The story, in which General Stanley McChrystal, the Commander of U.S. Forces in Afghanistan, calls Obama and members of his administration icky names, also “looks at the policy in much greater detail, and points out some of the flaws and assumptions in the counterinsurgency strategy,” said Dana. “I think that’s what we should be discussing.”
But why do that, when the lowbrow stuff is so much more fun?
Hastings, a young, ambitious reporter, was granted unanticipated access to McChrystal, and happened to be with the General in Paris when his entire operation was grounded for a few days because of the erupting volcano in Iceland.
“Michael just stayed, and they didn’t seem to mind much having him around,” said Dana, pointing out that most of the controversial comments actually took place within the first 24 hours of Hastings’s time with the troops. “It wasn’t like being there for those five days revealed all this stuff. It happened pretty quickly.”
To Dana, the “huge and disquieting” questions raised in the article—like whether it’s possible for America to rebuild Afghanistan from the ground up, fight the bad guys, build a new government, and win the hearts and minds of the people—are very depressing.
“In practice, it’s a very messy business,” he said of America’s strategy in the country. Another question raised in the article focuses on rules of engagement, which soldiers described as being “so circumscribed that they can’t defend themselves,” Dana added.
“They end up pulling back into their billets rather than going out and patrolling, because they almost don’t want to encounter hostile forces, because they’re going to have to shoot them,” said Dana. “But if they shoot them, they’re going against the counterinsurgency strategy.”
Hastings notes in his piece that the last person to do anything successfully under these kinds of conditions in Afghanistan was Genghis Khan. “I’m not sure the peace side of the Genghis operation was very robust,” Dana joked.
He maintained that all the comments made in the article—whether by McChrystal himself or by his aides—are accurate, and that nobody has said otherwise. As for whether Hastings ever sat down the McChrystal to establish ground rules, Dana said, “I’m not sure the guy even sits. He’s just going and you just kind of try to keep up with him. I think he knew what he was doing.”
Some of the scenes in The Runaway General take place when the reporter and McChrystal’s aides were out drinking, but Dana assured Imus these “sophisticated operators” knew what they were doing and saying.

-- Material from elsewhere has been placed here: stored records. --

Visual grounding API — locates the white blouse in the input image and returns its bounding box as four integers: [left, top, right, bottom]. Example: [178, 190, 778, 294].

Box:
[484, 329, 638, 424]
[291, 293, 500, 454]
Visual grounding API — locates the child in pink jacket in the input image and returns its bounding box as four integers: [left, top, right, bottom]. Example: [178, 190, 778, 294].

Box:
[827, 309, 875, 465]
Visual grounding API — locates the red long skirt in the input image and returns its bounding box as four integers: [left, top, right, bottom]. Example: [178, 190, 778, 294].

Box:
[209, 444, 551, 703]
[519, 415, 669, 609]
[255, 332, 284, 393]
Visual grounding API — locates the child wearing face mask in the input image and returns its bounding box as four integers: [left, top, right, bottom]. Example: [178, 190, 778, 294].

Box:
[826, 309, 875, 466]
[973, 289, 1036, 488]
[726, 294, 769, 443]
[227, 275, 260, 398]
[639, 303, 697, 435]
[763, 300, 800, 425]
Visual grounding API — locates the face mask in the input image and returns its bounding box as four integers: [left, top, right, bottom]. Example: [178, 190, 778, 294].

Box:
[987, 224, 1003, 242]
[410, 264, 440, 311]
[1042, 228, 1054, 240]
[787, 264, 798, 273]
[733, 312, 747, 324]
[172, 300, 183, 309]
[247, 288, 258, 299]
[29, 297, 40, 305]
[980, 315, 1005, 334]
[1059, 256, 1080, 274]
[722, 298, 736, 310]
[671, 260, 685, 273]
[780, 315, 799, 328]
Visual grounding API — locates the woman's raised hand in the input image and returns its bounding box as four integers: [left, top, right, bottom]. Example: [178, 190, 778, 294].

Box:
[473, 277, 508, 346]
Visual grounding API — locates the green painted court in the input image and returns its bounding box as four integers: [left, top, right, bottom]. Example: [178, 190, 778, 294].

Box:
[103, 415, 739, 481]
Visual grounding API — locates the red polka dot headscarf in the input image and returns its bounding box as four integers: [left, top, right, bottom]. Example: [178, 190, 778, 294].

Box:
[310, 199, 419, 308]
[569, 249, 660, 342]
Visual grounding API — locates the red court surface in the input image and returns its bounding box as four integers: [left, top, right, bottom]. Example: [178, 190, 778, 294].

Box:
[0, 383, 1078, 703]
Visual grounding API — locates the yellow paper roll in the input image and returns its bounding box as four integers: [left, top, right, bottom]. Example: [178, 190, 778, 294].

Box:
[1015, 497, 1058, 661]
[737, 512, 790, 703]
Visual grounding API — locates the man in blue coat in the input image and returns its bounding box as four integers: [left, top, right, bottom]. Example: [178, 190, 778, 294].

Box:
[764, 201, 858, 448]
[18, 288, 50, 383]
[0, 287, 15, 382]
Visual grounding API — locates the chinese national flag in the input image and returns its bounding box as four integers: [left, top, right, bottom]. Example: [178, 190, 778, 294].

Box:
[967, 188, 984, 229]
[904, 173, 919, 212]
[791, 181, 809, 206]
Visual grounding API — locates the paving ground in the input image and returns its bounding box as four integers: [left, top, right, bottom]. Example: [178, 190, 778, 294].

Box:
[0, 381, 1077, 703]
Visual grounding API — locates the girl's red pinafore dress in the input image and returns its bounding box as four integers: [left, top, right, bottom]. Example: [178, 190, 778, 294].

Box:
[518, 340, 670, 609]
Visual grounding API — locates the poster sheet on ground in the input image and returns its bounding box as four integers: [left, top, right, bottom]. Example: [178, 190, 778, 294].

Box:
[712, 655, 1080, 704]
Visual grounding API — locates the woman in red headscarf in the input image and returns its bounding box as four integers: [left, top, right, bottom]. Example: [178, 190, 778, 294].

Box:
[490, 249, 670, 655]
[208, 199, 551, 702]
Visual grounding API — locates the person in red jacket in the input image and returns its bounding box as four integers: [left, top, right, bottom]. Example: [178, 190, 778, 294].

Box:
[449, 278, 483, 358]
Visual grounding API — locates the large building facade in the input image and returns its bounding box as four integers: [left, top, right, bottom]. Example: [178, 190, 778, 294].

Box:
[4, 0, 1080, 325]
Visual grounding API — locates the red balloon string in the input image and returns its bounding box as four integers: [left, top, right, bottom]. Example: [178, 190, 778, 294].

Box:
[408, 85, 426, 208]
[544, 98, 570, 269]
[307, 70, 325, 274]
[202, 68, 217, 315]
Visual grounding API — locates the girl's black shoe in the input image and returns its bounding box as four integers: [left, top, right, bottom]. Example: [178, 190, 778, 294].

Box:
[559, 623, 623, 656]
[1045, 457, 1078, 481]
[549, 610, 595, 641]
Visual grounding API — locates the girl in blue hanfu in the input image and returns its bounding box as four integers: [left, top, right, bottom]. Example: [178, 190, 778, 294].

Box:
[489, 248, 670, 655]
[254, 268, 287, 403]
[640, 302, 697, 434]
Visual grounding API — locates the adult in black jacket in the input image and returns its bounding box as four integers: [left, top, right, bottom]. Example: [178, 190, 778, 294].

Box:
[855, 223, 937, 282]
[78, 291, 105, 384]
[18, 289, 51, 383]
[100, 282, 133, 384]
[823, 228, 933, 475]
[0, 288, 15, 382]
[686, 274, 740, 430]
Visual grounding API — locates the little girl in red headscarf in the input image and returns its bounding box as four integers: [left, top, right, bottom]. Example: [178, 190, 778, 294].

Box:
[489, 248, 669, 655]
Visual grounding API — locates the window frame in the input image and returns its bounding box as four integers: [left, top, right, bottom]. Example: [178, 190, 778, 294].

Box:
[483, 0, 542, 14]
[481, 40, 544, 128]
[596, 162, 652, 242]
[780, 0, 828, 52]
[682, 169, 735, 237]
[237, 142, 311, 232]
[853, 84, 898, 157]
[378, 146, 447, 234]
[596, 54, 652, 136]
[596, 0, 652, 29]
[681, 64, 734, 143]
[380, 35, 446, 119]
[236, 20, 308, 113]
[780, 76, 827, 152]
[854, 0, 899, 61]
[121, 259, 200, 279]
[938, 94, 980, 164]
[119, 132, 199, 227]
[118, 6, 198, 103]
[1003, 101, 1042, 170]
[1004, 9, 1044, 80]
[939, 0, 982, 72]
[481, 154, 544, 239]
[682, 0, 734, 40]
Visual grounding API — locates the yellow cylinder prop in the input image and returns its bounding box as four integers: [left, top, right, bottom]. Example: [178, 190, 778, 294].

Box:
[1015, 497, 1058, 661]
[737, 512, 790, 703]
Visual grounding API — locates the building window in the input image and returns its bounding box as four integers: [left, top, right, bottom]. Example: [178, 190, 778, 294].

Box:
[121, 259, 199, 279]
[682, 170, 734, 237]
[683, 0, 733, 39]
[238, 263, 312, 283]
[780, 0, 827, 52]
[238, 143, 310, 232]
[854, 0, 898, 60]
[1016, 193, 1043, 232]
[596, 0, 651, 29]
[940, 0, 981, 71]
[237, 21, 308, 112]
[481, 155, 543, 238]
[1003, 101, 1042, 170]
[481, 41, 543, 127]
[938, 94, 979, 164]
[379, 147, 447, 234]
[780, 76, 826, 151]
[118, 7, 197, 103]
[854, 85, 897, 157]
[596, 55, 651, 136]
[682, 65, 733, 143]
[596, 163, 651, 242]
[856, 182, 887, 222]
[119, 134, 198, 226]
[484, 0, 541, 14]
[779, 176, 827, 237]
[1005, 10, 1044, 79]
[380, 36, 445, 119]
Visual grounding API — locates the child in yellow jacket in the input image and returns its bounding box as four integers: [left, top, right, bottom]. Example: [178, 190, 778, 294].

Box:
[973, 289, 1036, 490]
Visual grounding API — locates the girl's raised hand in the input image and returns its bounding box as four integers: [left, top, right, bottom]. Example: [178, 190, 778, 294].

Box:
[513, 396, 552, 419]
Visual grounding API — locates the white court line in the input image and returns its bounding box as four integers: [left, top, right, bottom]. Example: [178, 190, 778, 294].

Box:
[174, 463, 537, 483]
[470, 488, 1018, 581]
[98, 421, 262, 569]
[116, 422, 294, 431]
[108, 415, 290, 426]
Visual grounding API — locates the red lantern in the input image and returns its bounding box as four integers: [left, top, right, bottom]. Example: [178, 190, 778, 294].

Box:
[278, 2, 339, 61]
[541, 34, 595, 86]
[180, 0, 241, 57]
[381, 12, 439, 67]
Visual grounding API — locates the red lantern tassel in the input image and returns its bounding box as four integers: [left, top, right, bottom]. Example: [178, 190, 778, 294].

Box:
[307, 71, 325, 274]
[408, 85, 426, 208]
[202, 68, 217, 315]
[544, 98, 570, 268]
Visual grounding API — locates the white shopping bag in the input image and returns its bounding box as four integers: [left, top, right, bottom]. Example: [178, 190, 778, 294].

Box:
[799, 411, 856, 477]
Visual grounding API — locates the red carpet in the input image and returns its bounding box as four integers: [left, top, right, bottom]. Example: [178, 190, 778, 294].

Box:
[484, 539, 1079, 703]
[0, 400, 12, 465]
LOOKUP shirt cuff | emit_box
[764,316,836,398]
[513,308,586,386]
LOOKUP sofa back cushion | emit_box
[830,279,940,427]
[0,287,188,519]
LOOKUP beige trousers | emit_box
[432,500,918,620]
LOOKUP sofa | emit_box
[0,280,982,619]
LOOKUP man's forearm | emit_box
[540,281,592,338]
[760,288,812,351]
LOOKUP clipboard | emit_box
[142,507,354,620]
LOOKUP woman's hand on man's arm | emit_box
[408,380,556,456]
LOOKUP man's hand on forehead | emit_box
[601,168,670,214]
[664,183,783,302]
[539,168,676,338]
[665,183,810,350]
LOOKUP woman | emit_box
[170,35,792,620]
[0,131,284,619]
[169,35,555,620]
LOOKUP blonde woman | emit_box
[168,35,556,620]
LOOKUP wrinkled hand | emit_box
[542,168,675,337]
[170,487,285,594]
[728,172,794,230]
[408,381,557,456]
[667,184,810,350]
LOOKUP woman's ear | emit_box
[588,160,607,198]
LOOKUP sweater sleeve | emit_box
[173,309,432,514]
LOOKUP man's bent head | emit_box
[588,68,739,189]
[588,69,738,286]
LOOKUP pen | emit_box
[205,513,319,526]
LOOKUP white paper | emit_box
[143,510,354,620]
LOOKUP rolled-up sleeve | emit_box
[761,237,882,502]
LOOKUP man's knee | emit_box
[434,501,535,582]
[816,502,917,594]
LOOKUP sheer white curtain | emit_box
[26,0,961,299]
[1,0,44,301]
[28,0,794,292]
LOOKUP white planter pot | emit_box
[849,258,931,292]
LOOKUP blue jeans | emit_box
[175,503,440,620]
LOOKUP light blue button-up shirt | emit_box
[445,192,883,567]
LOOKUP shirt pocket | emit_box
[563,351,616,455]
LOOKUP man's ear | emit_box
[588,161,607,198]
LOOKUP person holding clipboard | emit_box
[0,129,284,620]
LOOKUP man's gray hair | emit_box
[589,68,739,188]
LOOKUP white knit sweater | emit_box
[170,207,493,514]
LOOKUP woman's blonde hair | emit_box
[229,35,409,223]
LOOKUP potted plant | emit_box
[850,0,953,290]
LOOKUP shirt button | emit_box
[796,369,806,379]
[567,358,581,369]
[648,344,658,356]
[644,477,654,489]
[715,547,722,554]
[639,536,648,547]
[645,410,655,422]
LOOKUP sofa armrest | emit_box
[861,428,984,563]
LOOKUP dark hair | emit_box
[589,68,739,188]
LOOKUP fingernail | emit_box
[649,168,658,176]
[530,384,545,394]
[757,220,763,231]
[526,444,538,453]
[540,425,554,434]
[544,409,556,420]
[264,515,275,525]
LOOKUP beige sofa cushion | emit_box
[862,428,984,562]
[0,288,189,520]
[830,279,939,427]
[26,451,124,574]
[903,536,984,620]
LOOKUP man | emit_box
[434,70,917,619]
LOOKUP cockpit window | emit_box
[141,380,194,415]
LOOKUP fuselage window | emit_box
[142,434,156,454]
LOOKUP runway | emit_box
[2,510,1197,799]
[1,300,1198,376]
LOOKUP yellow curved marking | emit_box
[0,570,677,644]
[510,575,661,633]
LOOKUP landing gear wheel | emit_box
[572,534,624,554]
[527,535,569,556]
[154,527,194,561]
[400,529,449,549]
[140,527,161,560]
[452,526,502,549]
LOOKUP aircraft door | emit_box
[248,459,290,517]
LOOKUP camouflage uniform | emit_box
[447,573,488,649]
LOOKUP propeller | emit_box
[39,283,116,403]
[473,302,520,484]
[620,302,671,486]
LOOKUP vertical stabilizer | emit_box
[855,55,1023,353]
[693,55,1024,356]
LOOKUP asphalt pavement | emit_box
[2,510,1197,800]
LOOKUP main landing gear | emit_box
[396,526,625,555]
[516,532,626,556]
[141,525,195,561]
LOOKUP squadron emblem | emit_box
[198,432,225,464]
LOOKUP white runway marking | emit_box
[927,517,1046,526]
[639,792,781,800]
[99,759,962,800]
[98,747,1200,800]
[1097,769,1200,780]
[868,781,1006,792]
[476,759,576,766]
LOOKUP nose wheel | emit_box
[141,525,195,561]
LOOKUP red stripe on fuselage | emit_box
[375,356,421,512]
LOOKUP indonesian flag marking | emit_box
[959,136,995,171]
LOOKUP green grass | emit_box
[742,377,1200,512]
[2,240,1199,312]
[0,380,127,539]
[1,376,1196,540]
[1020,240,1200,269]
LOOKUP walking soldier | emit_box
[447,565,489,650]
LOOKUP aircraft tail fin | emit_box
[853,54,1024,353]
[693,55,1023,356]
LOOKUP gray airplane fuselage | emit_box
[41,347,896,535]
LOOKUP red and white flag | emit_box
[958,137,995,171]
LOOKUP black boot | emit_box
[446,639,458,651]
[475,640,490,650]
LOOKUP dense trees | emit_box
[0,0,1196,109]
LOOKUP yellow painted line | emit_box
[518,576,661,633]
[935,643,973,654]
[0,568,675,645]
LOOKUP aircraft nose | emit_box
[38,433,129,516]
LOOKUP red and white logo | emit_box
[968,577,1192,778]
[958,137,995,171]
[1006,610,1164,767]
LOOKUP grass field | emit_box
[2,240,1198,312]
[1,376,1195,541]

While much of the focus will be on McChrystal’s future as as result of this article, Dana thinks other points are more resonant. “Is this war something we should be fighting, that we can win?” he said. “Is this limitless, boundless strategy the thing we should be employing, or should it be, like Biden is saying, a much more focused, counterterrorism strategy?”
He senses that people like McChrystal, General David Petraeus, and Defense Secretary Robert Gates, talked Obama into adopting this strategy. This did not surprise the I-Man, who said, “The President probably figured, I don’t know what I’m doing, maybe they do.”